Education and Training
Ongoing educational and training efforts are critical to successful compliance programs. Unless someone is dealing with a particular law or regulation on a regular basis, they are likely to be unaware of all of its nuances and requirements. New legal and policy developments provide good opportunities to practice preventive law, and institutional leaders can promote compliance efforts by ensuring that resources exist to support such educational programs. This is often an area that is cut during tight budget times, but education and training for compliance-related purposes need to remain high institutional priorities at all times.
Special care should be taken in creating records related to compliance.

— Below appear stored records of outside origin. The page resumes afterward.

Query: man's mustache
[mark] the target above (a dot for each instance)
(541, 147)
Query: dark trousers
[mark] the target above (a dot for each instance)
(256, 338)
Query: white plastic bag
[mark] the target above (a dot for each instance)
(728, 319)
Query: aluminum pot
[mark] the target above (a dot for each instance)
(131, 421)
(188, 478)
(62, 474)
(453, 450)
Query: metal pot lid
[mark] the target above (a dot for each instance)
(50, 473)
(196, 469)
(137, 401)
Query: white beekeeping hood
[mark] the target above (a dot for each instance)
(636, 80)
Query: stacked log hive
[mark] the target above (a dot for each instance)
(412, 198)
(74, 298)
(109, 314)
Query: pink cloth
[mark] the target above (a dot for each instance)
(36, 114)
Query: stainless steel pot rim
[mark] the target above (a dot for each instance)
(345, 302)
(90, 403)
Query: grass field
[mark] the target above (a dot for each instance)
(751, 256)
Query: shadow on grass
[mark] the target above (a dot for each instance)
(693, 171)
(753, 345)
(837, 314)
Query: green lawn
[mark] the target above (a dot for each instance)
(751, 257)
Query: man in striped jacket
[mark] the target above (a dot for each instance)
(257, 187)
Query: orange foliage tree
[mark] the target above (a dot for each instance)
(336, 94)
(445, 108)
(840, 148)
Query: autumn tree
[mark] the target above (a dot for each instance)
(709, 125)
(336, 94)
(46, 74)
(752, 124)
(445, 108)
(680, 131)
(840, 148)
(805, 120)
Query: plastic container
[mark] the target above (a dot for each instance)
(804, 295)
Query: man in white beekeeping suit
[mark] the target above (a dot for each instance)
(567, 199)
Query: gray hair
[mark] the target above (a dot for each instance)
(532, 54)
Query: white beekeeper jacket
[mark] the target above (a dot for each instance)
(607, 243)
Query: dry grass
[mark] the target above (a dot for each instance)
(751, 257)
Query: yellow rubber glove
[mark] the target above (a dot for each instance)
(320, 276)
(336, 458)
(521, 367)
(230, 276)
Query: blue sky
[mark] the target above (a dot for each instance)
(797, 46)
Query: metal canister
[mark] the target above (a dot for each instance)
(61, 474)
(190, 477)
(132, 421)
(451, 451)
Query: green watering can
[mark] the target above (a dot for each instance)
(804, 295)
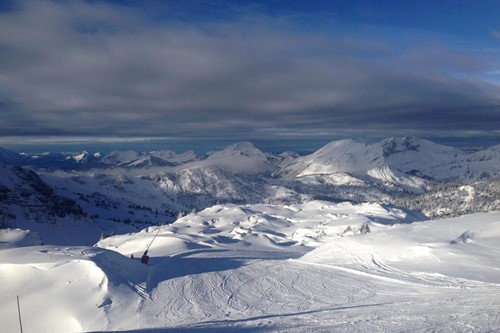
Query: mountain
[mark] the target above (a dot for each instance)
(242, 157)
(347, 162)
(429, 160)
(312, 267)
(25, 196)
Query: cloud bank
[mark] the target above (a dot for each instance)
(99, 69)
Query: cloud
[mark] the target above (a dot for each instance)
(496, 34)
(91, 68)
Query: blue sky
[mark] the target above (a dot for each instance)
(249, 70)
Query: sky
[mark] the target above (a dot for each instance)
(276, 71)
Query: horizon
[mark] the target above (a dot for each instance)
(203, 146)
(252, 70)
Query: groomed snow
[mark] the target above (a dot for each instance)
(265, 268)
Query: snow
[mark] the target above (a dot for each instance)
(270, 268)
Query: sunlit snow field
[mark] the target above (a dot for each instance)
(264, 268)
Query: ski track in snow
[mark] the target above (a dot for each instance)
(205, 277)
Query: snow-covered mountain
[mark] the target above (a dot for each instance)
(313, 267)
(136, 189)
(403, 161)
(347, 162)
(429, 160)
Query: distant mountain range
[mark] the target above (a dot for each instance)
(126, 189)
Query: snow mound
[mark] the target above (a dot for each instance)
(10, 238)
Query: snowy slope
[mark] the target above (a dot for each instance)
(430, 160)
(268, 268)
(347, 162)
(241, 157)
(9, 156)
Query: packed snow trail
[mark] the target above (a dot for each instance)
(265, 268)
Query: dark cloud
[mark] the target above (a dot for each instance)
(90, 68)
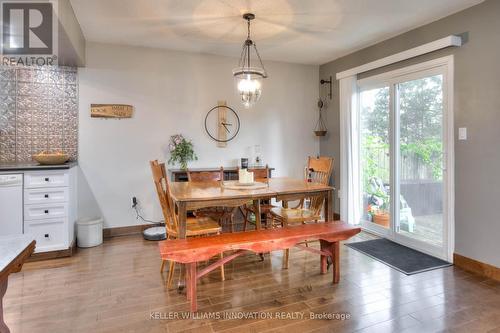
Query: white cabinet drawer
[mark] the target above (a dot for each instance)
(45, 211)
(46, 179)
(50, 235)
(45, 195)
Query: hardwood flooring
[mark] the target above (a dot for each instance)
(117, 287)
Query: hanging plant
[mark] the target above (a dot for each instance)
(181, 151)
(320, 128)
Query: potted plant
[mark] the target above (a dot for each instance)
(181, 151)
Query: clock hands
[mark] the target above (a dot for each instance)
(225, 126)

On the one hand, it is helpful to document and publicize compliance efforts. On the other hand, at public institutions, documents that are created and that identify potential institutional compliance risks or shortcomings may be subject to state open public records laws (unless a particular exemption applies), and/or used by adverse parties in litigation. Appropriate use of attorney-client communications is one strategy that might be helpful to protect certain compliance-related communications.

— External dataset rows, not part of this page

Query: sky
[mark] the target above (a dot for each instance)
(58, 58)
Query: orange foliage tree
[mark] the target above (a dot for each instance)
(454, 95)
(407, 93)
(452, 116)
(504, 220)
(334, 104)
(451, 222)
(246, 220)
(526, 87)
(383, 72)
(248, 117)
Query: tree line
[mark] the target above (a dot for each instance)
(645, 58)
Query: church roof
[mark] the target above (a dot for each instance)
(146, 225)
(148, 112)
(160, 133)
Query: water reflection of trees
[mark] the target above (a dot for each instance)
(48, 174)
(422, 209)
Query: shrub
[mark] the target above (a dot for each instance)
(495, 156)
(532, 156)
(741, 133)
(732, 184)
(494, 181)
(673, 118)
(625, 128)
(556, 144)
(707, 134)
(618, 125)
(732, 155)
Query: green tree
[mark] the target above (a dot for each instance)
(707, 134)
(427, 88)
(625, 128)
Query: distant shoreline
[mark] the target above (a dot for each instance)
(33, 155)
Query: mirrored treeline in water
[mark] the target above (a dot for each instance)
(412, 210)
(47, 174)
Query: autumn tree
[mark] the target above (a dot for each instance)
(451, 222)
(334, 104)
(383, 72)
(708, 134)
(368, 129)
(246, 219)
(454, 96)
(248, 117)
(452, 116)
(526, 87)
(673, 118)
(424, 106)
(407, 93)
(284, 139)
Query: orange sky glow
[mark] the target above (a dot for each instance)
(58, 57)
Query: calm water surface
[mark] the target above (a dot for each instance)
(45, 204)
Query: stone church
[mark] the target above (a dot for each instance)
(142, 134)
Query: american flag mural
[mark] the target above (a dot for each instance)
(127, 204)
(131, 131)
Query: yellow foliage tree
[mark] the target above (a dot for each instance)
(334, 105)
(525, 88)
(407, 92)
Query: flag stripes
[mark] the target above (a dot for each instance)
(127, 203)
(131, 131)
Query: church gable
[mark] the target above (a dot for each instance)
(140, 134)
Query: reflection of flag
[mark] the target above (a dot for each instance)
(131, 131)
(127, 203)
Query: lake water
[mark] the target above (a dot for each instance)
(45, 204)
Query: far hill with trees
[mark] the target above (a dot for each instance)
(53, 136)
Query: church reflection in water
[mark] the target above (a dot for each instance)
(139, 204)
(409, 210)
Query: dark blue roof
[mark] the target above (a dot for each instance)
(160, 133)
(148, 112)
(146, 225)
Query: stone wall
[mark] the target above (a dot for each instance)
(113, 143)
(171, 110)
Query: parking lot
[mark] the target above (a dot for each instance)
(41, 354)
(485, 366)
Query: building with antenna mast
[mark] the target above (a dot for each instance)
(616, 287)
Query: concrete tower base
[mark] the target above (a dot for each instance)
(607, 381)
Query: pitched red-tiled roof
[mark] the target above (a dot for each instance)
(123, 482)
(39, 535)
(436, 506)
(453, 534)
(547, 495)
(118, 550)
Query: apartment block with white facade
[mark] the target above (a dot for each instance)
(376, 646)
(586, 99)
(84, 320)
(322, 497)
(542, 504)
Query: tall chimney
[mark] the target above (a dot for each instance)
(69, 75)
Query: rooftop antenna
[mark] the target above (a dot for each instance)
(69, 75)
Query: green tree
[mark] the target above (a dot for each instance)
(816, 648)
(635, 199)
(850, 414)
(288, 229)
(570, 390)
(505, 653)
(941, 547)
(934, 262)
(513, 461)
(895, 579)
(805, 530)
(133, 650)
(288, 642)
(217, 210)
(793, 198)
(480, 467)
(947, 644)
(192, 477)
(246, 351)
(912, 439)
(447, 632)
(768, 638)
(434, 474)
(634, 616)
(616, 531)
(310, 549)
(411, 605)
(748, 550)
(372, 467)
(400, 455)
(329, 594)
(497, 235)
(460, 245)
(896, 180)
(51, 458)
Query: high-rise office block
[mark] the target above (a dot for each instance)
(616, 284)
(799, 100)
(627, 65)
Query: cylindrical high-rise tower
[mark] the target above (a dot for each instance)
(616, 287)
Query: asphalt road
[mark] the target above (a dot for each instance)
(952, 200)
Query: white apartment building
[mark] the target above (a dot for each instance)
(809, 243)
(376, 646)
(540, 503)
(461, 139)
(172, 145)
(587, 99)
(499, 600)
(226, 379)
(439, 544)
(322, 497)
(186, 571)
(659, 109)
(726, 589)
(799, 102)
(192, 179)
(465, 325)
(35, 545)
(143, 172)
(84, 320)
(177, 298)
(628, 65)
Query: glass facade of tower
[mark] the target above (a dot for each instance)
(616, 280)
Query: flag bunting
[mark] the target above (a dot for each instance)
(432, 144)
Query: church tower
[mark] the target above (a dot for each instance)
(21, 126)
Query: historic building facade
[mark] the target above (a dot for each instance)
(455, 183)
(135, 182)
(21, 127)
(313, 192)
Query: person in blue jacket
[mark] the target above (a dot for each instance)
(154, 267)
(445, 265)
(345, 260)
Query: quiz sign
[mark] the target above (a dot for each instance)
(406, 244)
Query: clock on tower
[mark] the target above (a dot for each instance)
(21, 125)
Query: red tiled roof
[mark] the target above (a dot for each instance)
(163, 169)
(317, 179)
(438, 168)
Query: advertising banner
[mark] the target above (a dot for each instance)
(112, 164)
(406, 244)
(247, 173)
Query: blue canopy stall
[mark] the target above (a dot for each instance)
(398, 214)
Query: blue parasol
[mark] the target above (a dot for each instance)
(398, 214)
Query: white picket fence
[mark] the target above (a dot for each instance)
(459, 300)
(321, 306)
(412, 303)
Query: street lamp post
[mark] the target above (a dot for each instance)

One of the key areas in which institutions can improve compliance oversight is to develop clear guidelines for signatory authority for the approval of contracts, transactions, or other major university decisions and initiatives. When an employee knows that he or she is the responsible party for a contract or other decision, he or she is more likely to review it carefully. It also makes it easier for everyone in the process to know with whom they should be dealing. Signatory authority guidelines can be posted on websites and updated regularly with relevant delegations of authority or other changes.
Institutional Policies, Accreditation, and Other Compliance Obligations: Compliance obligations don’t begin and end with external laws and regulations. We must also pay attention to our own institutional policies and procedures. It is helpful to have easily accessible, searchable policy libraries online that are readily available to all employees.

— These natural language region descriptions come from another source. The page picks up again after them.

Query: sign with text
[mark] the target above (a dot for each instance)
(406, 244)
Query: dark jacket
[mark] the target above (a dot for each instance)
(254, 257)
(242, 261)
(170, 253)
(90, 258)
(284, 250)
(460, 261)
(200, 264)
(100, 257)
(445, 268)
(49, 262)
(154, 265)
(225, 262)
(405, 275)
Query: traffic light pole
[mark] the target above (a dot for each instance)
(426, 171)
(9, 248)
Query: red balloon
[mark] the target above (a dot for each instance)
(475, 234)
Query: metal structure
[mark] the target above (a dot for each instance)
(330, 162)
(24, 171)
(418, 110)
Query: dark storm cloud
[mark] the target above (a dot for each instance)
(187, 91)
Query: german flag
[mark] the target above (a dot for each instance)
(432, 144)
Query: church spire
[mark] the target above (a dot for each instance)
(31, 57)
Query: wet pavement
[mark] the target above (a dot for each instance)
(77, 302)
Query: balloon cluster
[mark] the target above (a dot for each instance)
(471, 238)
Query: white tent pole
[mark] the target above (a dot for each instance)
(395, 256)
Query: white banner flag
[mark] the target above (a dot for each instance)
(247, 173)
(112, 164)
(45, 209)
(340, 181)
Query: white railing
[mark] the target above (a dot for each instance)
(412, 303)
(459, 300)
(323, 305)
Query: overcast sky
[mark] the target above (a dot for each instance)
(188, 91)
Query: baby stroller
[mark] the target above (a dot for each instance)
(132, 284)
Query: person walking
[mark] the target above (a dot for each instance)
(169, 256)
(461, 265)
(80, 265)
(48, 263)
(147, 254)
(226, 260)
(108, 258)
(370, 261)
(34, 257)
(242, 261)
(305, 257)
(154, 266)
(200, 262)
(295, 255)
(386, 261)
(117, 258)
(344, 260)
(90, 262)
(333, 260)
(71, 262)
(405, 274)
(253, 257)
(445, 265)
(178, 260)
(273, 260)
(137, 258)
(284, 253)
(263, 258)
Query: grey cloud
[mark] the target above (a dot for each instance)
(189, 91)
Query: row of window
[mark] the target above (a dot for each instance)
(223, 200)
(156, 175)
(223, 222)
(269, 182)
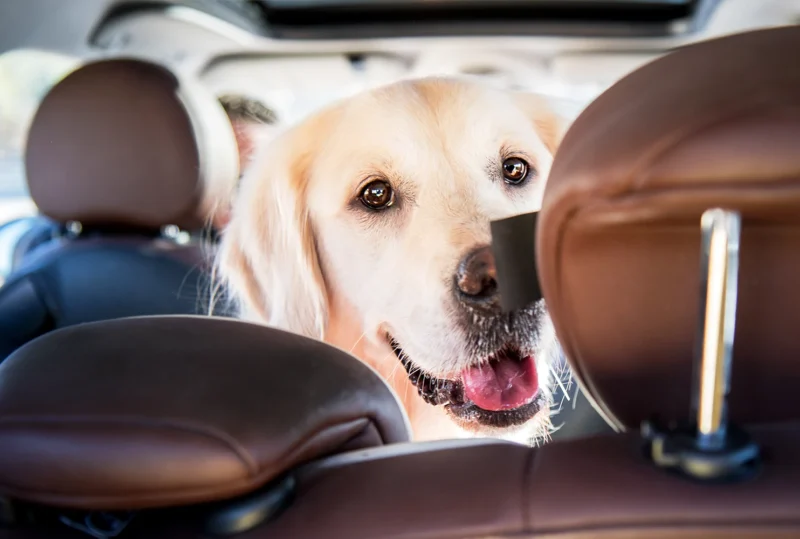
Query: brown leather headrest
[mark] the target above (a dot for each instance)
(125, 142)
(715, 124)
(169, 410)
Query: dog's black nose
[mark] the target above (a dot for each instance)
(476, 277)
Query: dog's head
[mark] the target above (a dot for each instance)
(377, 209)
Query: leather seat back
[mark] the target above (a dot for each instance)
(118, 152)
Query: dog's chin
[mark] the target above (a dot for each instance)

Likewise, accreditation requirements are an increasingly important source of compliance obligations and merit special attention—-not just when an institution is facing a site visit or reaccreditation review. For all schools or programs that are accredited by an external body, therefore, it is helpful to have someone who is designated as the in-house expert on the relevant accreditation requirements.
Tone from the Top
Institutional leaders have an important role to play in conveying the message, internally and externally, that compliance responsibilities will be taken seriously—and that ethical conduct and decision-making will be recognized and rewarded. At James Madison University, a new institution-wide ethics initiative (The Madison Collaborative: Ethical Reasoning in Action) has been introduced, in which we hope faculty and staff will join with our students in discussing the importance of ethical decision-making in our professional, civic, and personal lives. Leaders can play a key role in creating safe spaces for the discussion of ethical issues, and in conveying the message that ethical or compliance shortcuts will not be permitted or encouraged.
Sometimes people feel that compliance obligations are a burden that simply gets in the way of the more fun and creative aspects of their jobs. At their best, however, compliance programs can be educational, enriching, and can be used to help individuals and units do their jobs more effectively. Compliance obligations are here to stay, so compliance efforts must be given the same respect as other institutional priorities.